Speaking from a set that could have been designed by Leni Riefenstahl, President Obama yesterday informed us that not only does our freedom depend on the work of spies, but the very birth of our republic was dependent on the same kind of surveillance network that so many are criticizing today. Critics, therefore, are not only unpatriotic but deeply anti-American. The message was clear: "surveillance equals freedom."
As Constitutional scholar Michael Ratner of The Real News Network points out, if Obama wanted his speech to reassure critics of an intelligence community that has seemingly turned its lens inward, he got it precisely backwards. He did not come out and acknowledge from the start that given recent revelations about NSA surveillance of US phone calls, computers, text messages, etc, our concerns are legitimate and he intends to do something about it. He did not affirm the importance of protecting the First and Fourth Amendments. He did not come out preaching real and concrete reform.
Instead, the president opened his speech placing himself clearly on the side of the surveillance state and opposed to citizens.
He told us that "the folks at NSA and other intelligence agencies are our neighbors. They're our friends and family."
Well that was true in East Germany under the Stasi as well. Is that supposed to reassure us? Are we supposed to feel better that our neighbors, friends, and family are part of an enormous domestic spying network looking into the lives of others?
Obama's speech was devoid of any concrete item of reform. There were no specific fixes presented by the president because he does not really believe that anything is broken. It is a perception problem, and the president intends to take a close look at the recommendations made by his hand-picked intelligence review commission.
He vows to strengthen executive branch oversight of intelligence, which would in effect be strengthening the source of the problem and closing the system to outside oversight. Congress seems little bothered by this.
He wants to introduce new, unspecified measures for more "transparency" in the process.
He will ask Congress to "authorize the establishment of a panel of advocates from outside government to provide an independent voice" in some cases before the FISA court. Even this seemingly concrete proposal is incredibly vague. Who will these advocates be? Who will pay them? To whom will they answer?
Adding an additional layer to the bureaucracy to give the appearance of a "peoples' advocate" sounds more like something out of the old Soviet Union. It is a terrible idea.
The American people already have an advocate. It is called the US Constitution.
The president ended his speech with a Cold War-inspired flourish: you sure would never see this little speech given in Russia or China!

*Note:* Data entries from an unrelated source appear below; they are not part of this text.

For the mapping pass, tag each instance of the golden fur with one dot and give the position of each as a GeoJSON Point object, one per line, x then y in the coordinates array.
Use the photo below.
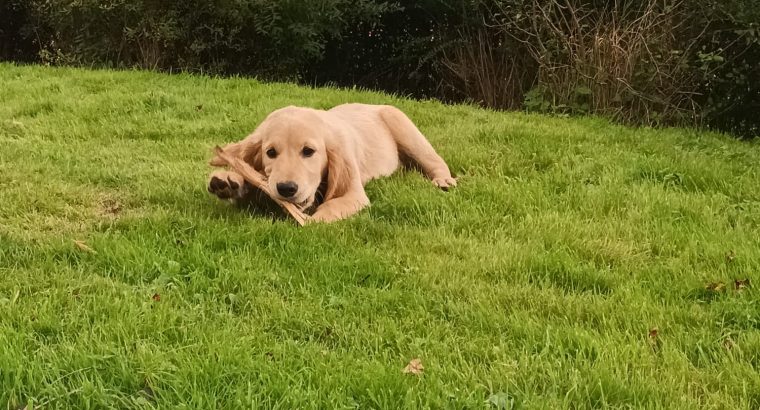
{"type": "Point", "coordinates": [345, 147]}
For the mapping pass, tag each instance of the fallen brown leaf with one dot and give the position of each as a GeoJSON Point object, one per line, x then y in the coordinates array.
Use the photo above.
{"type": "Point", "coordinates": [83, 246]}
{"type": "Point", "coordinates": [716, 286]}
{"type": "Point", "coordinates": [414, 367]}
{"type": "Point", "coordinates": [653, 332]}
{"type": "Point", "coordinates": [728, 343]}
{"type": "Point", "coordinates": [653, 340]}
{"type": "Point", "coordinates": [740, 284]}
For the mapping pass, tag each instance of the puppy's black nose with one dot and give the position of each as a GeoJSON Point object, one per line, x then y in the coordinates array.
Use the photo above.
{"type": "Point", "coordinates": [287, 189]}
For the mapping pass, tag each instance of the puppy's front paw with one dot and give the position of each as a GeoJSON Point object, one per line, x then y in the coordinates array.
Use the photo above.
{"type": "Point", "coordinates": [445, 183]}
{"type": "Point", "coordinates": [226, 185]}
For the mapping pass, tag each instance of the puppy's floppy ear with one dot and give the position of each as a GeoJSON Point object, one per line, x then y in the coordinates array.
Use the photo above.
{"type": "Point", "coordinates": [248, 149]}
{"type": "Point", "coordinates": [340, 174]}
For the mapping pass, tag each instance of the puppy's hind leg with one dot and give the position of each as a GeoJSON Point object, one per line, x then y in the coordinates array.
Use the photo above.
{"type": "Point", "coordinates": [412, 143]}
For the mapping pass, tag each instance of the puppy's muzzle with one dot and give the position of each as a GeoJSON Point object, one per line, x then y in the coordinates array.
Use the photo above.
{"type": "Point", "coordinates": [287, 189]}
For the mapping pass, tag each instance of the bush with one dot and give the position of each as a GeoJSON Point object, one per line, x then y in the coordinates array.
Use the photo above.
{"type": "Point", "coordinates": [639, 61]}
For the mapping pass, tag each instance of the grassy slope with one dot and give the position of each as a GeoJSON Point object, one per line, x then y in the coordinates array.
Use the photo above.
{"type": "Point", "coordinates": [539, 277]}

It was a dose of the American exceptionalism that is the neocons stock-in-trade:
No one expects China to have an open debate about their surveillance programs, or Russia to take privacy concerns of citizens in other places into account. But let’s remember: We are held to a different standard precisely because we have been at the forefront of defending personal privacy and human dignity.The truth is this speech could have been given by surveillance state uber-hawk Rep. Peter King (R-NY). It was a return to the "9/11 changed everything" argument that has been the standard excuse for the list of abuses aimed at those of us who had nothing to do with 9/11. The fact that it was delivered by Obama tells us that he and King are on the same side of this issue. For the surveillance state. And against us.